During the Obama Presidency, the Department of Labor (DOL) proposed significant changes to the rules implementing the so-called “white collar” exemptions to the Fair Labor Standards Act (FLSA). Under the FLSA, employees are considered hourly, with overtime premiums required for hours worked over 40 in a week, unless they are paid by salary and their job duties fit into one of the exemptions – executive, administrative, or professional (EAP).
In 2015, the Obama Administration had proposed doubling the current minimum annual salary of $23,660 (weekly compensation of $455) to $47,476 ($913 per week). Employers throughout the country scrambled to address whether employees who were making between $24,000 and $48,000 should continue to be treated as salaried which, of course, meant increasing their salaries, or whether they should be treated as hourly employees which meant that they would be paid time and one-half for all hours worked over 40 in a week. A number of employees were converted to an hourly basis and another group of employees received significant salary increases to get them over the new annual minimum.
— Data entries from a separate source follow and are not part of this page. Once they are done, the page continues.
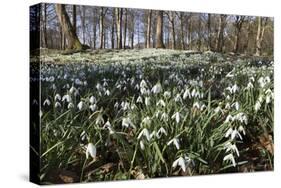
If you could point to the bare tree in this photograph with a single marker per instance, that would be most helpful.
(260, 33)
(159, 30)
(148, 30)
(119, 13)
(239, 20)
(220, 34)
(67, 28)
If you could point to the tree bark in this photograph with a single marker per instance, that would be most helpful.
(119, 12)
(74, 22)
(67, 28)
(209, 32)
(260, 33)
(148, 30)
(125, 27)
(220, 36)
(101, 30)
(159, 30)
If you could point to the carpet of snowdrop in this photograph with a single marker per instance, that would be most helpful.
(154, 113)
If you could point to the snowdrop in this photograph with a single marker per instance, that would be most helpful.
(66, 98)
(81, 105)
(144, 133)
(179, 162)
(175, 141)
(157, 88)
(160, 132)
(177, 117)
(91, 150)
(47, 102)
(126, 122)
(57, 97)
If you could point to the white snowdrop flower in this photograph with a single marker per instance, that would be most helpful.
(145, 133)
(231, 147)
(93, 107)
(91, 150)
(241, 129)
(141, 145)
(151, 135)
(230, 157)
(80, 105)
(47, 102)
(57, 105)
(160, 132)
(99, 87)
(179, 162)
(257, 106)
(147, 101)
(167, 94)
(178, 98)
(107, 125)
(107, 92)
(164, 117)
(57, 97)
(186, 94)
(93, 100)
(261, 81)
(161, 103)
(143, 84)
(146, 121)
(228, 132)
(235, 88)
(125, 105)
(193, 92)
(70, 105)
(177, 117)
(72, 90)
(250, 85)
(139, 99)
(235, 105)
(126, 122)
(218, 109)
(202, 107)
(235, 134)
(99, 120)
(66, 98)
(267, 99)
(157, 88)
(196, 105)
(175, 141)
(229, 119)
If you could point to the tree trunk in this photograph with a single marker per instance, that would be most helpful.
(148, 30)
(101, 30)
(209, 32)
(220, 36)
(125, 27)
(119, 13)
(261, 28)
(159, 30)
(112, 30)
(74, 22)
(45, 26)
(72, 39)
(182, 32)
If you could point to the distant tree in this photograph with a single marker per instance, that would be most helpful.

Then came November of 2016. Donald Trump was elected President and, more importantly for the purposes of this discussion, just prior to the finalization of the rule, a Federal District Court enjoined the DOL’s enforcement of the Obama Administration’s proposed overtime regulations.
The DOL went back to the drawing board and, in March of 2019, it finally published proposed revisions of the FLSA’s regulations. These regulations are not yet final as there is a 60 day public comment period. It is anticipated that the proposal will, with minor changes, become regulation in early 2020.
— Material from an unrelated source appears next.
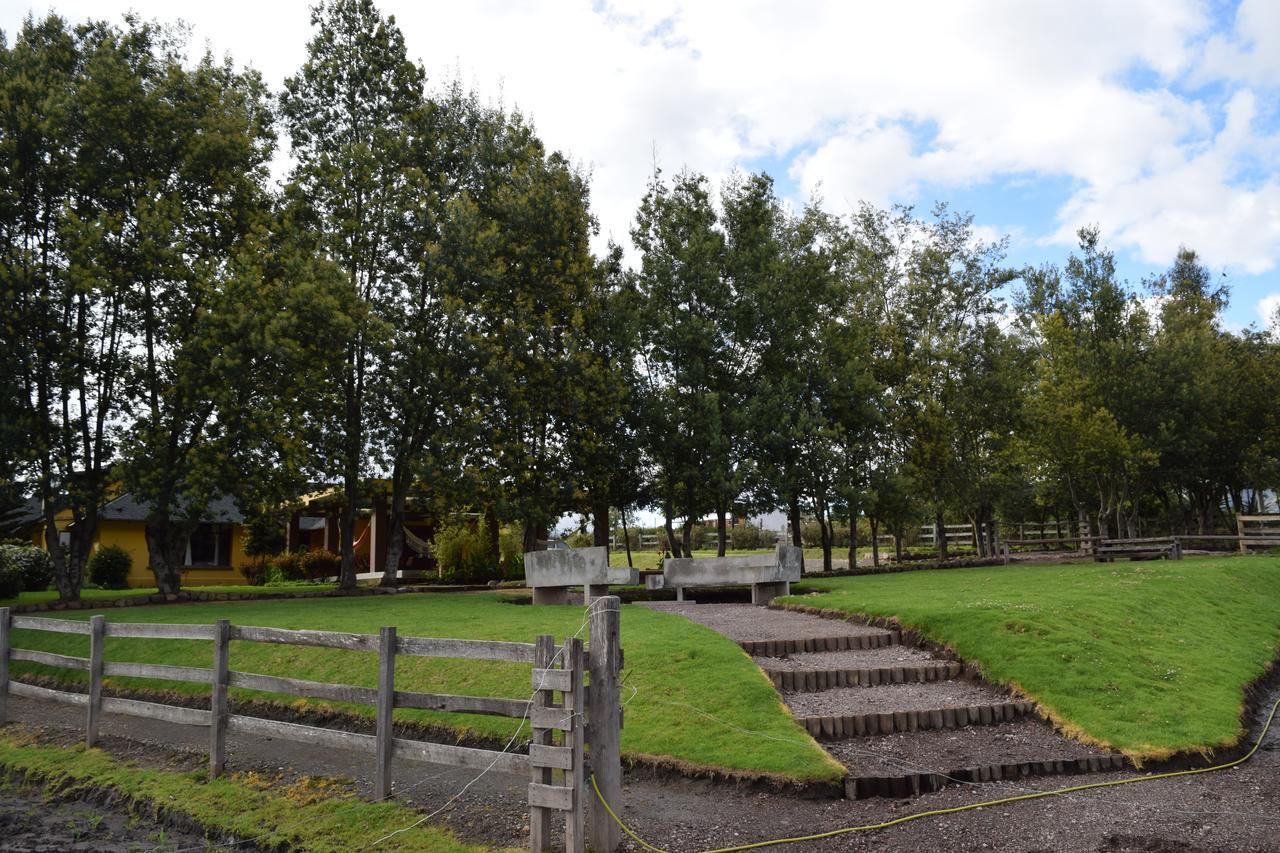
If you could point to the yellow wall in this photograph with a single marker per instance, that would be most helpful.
(131, 536)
The Trump proposal basically splits the difference between the current minimum annual salary and the Obama proposal. The new proposal is the proposed minimum annual salary to qualify for a salaried basis is $35,308 (or $679 per week). In addition, 10% of the salary can be satisfied with nondiscretionary bonuses, commissions, and other incentives. Further, while the DOL will review the salary basis every four years, it will not result in automatic increases as the Obama Administration proposals had.
Another proposed change is that highly-compensated employees, those who currently make over $100,000 per year, have relaxed job duty requirements to qualify as salaried. The Trump proposal significantly increases the minimum to $147,414.
If the Trump proposal becomes law, employers will have to look at whether the job duties of those employees making over $35,000 per year qualify them for a “white collar” exemption. If their job duties justify it, they should be returned to a salaried basis. In addition, employers will have to address its treatment of those employees making between $100,000 and $150,000. If the Trump proposal is approved, a number of employees who make over six figures will be entitled to overtime pay.